Una noche reunió a sus amigos —TurguenievDaudetZolaGouncort…— y les 
leyó el cuento «Un corazón sencillo». Alguien le apuntó que cierta analogía parecía 
impropia de la extracción social de un personaje. Flaubert escuchó, caviló y vio que 
la objeción era justa. Entonces se pasó toda la noche en vela para corregir diez 
palabras, intentando fijar una analogía alternativa. Emborronó veinte hojas de papel. 

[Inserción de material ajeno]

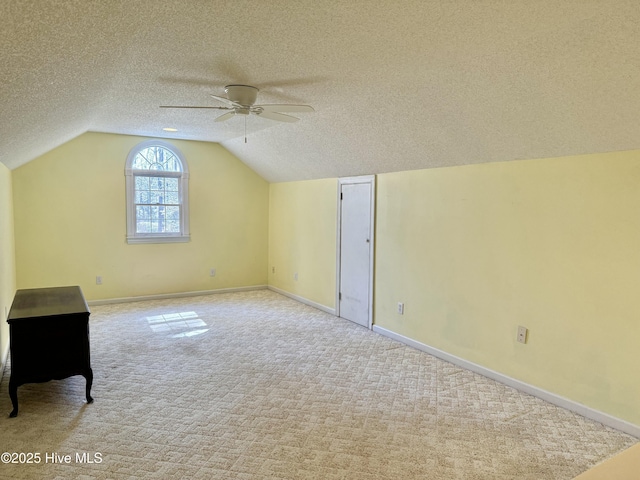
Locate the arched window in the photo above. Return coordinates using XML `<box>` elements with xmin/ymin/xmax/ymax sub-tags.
<box><xmin>125</xmin><ymin>140</ymin><xmax>189</xmax><ymax>243</ymax></box>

Y al alba, rendido, decidió dejar el cuento como estaba, pues no se había visto 
capaz de encontrar una fórmula suficientemente armoniosa a sus oídos. Pero 
dejemos que se explique el propio Flaubert. «En la prosa, hace falta un sentimiento 
profundo del ritmo, ritmo huidizo, sin reglas, sin certezas, se necesitan 
cualidades innatas, y también fuerza de razonamiento, un sentido artístico 
infinitamente más sutil, más agudo, para cambiar, en cualquier instante, 
el movimiento, el color, el sonido del estilo, según las cosas que se quieran 
decir. Cuando se sabe manejar esa cosa fluida que es la prosa francesa, cuando 
se conoce el valor exacto de las palabras, y cuando se sabe modificar ese valor 
según el lugar que se le dé, cuando se sabe atraer todo el interés de una páginas 
hacia una línea, resaltar una idea entre otras cien, únicamente por la elección 
y la posición de los términos que la expresan; cuando se sabe golpear con 
una palabra, con una sola palabra, colocada de cierta manera, como se golpearía 
con un arma; cuando se sabe conmover un alma, colmarla bruscamente 
de alegría o de miedo, de entusiasmo, de pena o de rabia, solo con colocar 
un adjetivo ante los ojos del lector, se es verdaderamente un artista, el mayor 
de los artistas, un auténtico prosista».Bueno, amigos, parece claro que ya 
nadie escribe así. Dudo que exista algún escritor vivo que se haga 
acreedor a esta observación de Alejandro Dumas hijo, gran amigo de 
Flaubert y Maupassant: «Qué asombrosos obrero, este Flaubert, es capaz de 
talar un bosque entero para hacer cada cajón de sus muebles». Ya no quedan 
muchos escritores-artistas de semejante autoexigencia, quizá porque tampoco 
hay lectores tan exquisitos como para demandarla. Estaría bien que alguien 
volviera a intentarlo. A la literatura lo que le falta son mártires. Pero quizá 
vivimos un fin de historia literaria. Deberemos conformarnos con el antiguo 
santoral, cuyos inéditos aún causan exclusivas.